The compiler is unable to comprehend the comment. While some integrated development environments (IDEs) are able to identify and mark ‘TODO’ comments, the compiler is separate in this case. The compiler thus assumes that the problem is a missing semicolon on line 6, and alerts the user accordingly. This issue is not the actual cause of the issue; the true culprit is missing block.

What if the compiler automatically included the semicolon in the source code and issued a warning as a notification?

double result = 0.0; 
 
{ 
	result = 0.0; 
 
	for (int i = 0; i < elements; i++); 
	// TODO - Add body of loop to calculate result 
} 
 
result += 1.0;

If the developer disregards the warning (which is not advised, but unfortunately a frequent occurrence), the altered code will compile without any syntax errors or warnings as the compiler has modified the developer’s source code under the assumption that it was the most suitable option. It appears that the developer’s intent was not achieved, resulting in the issue becoming concealed and undetected as there will be no errors or warnings raised upon subsequent compilations.

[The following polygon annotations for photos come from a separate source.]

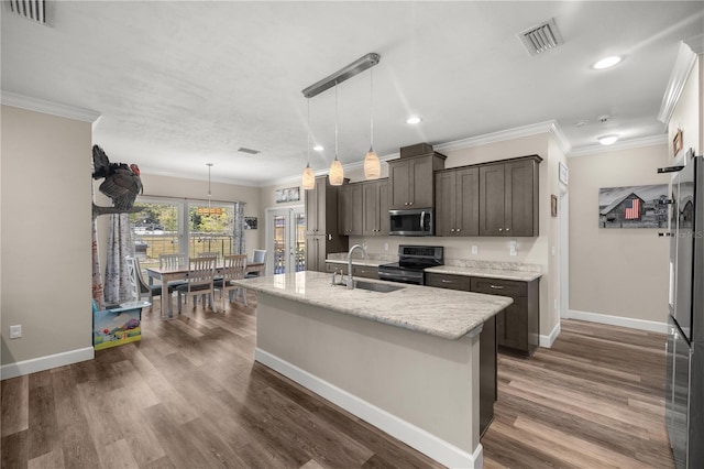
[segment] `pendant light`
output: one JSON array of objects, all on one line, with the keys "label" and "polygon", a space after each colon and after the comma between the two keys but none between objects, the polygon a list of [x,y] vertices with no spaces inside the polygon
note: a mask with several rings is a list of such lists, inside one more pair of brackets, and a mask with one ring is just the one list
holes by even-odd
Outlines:
[{"label": "pendant light", "polygon": [[370,151],[364,157],[364,177],[378,179],[382,175],[382,164],[374,151],[374,70],[370,69]]},{"label": "pendant light", "polygon": [[308,152],[308,162],[306,163],[306,168],[304,170],[304,175],[300,181],[300,185],[304,190],[311,190],[316,187],[316,173],[312,172],[312,167],[310,167],[310,98],[307,98],[308,101],[308,143],[306,145],[306,151]]},{"label": "pendant light", "polygon": [[210,198],[212,197],[212,192],[210,190],[210,168],[212,167],[212,163],[206,163],[208,166],[208,214],[210,214]]},{"label": "pendant light", "polygon": [[341,186],[344,182],[344,171],[342,170],[342,163],[338,160],[338,83],[334,84],[334,160],[330,165],[330,178],[331,186]]}]

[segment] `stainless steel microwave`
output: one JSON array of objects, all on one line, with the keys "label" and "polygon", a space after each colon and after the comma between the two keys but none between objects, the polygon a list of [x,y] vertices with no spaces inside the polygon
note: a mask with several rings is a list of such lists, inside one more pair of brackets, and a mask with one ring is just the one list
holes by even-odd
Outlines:
[{"label": "stainless steel microwave", "polygon": [[414,208],[410,210],[388,210],[389,234],[435,236],[435,210]]}]

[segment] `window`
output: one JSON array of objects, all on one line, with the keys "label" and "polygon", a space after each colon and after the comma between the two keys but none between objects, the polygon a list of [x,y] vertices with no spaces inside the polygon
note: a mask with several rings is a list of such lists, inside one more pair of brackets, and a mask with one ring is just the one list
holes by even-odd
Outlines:
[{"label": "window", "polygon": [[143,209],[130,214],[143,268],[158,266],[160,254],[234,253],[234,204],[140,197],[134,206]]}]

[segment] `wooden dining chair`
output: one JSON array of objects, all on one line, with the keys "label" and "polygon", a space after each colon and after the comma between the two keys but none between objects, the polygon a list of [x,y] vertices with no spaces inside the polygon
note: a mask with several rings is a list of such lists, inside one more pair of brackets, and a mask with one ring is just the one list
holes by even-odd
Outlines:
[{"label": "wooden dining chair", "polygon": [[190,258],[188,262],[188,274],[184,285],[177,286],[175,290],[178,292],[178,313],[182,309],[182,295],[185,295],[185,299],[188,301],[189,296],[194,298],[194,308],[198,296],[204,297],[204,308],[206,307],[205,296],[208,295],[208,305],[215,312],[212,305],[213,296],[213,281],[216,275],[216,259],[215,258]]},{"label": "wooden dining chair", "polygon": [[240,292],[242,296],[242,303],[246,305],[246,292],[243,287],[232,284],[233,280],[244,279],[244,269],[246,268],[245,254],[232,254],[224,257],[224,264],[222,266],[222,276],[216,279],[215,288],[220,291],[220,297],[222,298],[222,310],[224,312],[224,296],[228,293],[230,302],[233,298],[237,299],[235,291]]},{"label": "wooden dining chair", "polygon": [[[124,262],[128,268],[128,280],[132,285],[135,299],[142,299],[144,295],[148,293],[150,303],[154,304],[154,296],[161,296],[162,302],[164,301],[164,295],[162,295],[162,285],[150,285],[144,281],[144,276],[142,275],[142,268],[140,266],[140,260],[138,258],[133,258],[131,255],[127,255],[124,258]],[[166,287],[167,296],[170,295],[170,288]],[[152,310],[152,306],[150,306],[150,310]],[[170,302],[168,302],[168,314],[170,315]]]}]

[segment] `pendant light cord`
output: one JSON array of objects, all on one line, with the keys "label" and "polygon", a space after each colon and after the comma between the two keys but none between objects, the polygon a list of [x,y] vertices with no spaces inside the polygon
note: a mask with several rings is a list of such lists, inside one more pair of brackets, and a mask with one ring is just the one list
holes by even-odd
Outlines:
[{"label": "pendant light cord", "polygon": [[308,156],[307,156],[307,166],[310,166],[310,98],[307,98],[308,101],[308,144],[306,145]]},{"label": "pendant light cord", "polygon": [[334,83],[334,159],[338,159],[338,83]]},{"label": "pendant light cord", "polygon": [[370,68],[370,151],[374,148],[374,69]]}]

The issue at hand has become increasingly complex, as even when a developer adds the body of the function as a block of code, the problem still persists.

double result = 0.0; 
 
{ 
	result = 0.0; 
 
	for (int i = 0; i < elements; i++); 
	{ 
		// body of loop - do this multiple times 
	} 
} 
 
result += 1.0;

The semicolon added by the compiler will result in the for loop being non-operational, thus causing the code block beneath it to execute without conditions only once. This is not the desired outcome of the developer, making it troublesome to identify without carefully analyzing the code. In actuality, what the compiler has done by modifying the developer’s source code is to commit a typical human error of inserting a semicolon on the control line of the loop.

This is an illustrative example of a situation in which the compiler would cause further complications by assuming and applying punctuation that is absent.

It is advantageous for the compiler to identify the absent semicolon as a syntax error, allowing the developer to determine the appropriate correction. It should be noted that the proper resolution is not always the addition of a semicolon, as is demonstrated by this example. This is exactly the approach employed by actual compilers – alerting the user to the issue.

Compilers should refrain from making alterations to a developer’s source code as the developer is best equipped to understand the intended function of the code. Instead, the compiler should identify any errors and allow the developer to address the issue correctly.

Answer #5

It is possible to design a compiler that automatically remedies certain types of errors, such as omitting a semicolon, and alerts the programmer of the correction. This is known as an “error-correcting compiler.” However, there are trade-offs to consider when designing such a system. Automatically correcting errors can make the code more difficult to understand and debug, as the programmer may not be aware of the correction made by the compiler. Additionally, the compiler may not always be able to accurately determine the intended behavior, potentially introducing new errors.

It’s also worth noting that some modern compilers have built-in suggestions and auto-fixing feature, but it is ultimately up to the developer to implement the suggested change.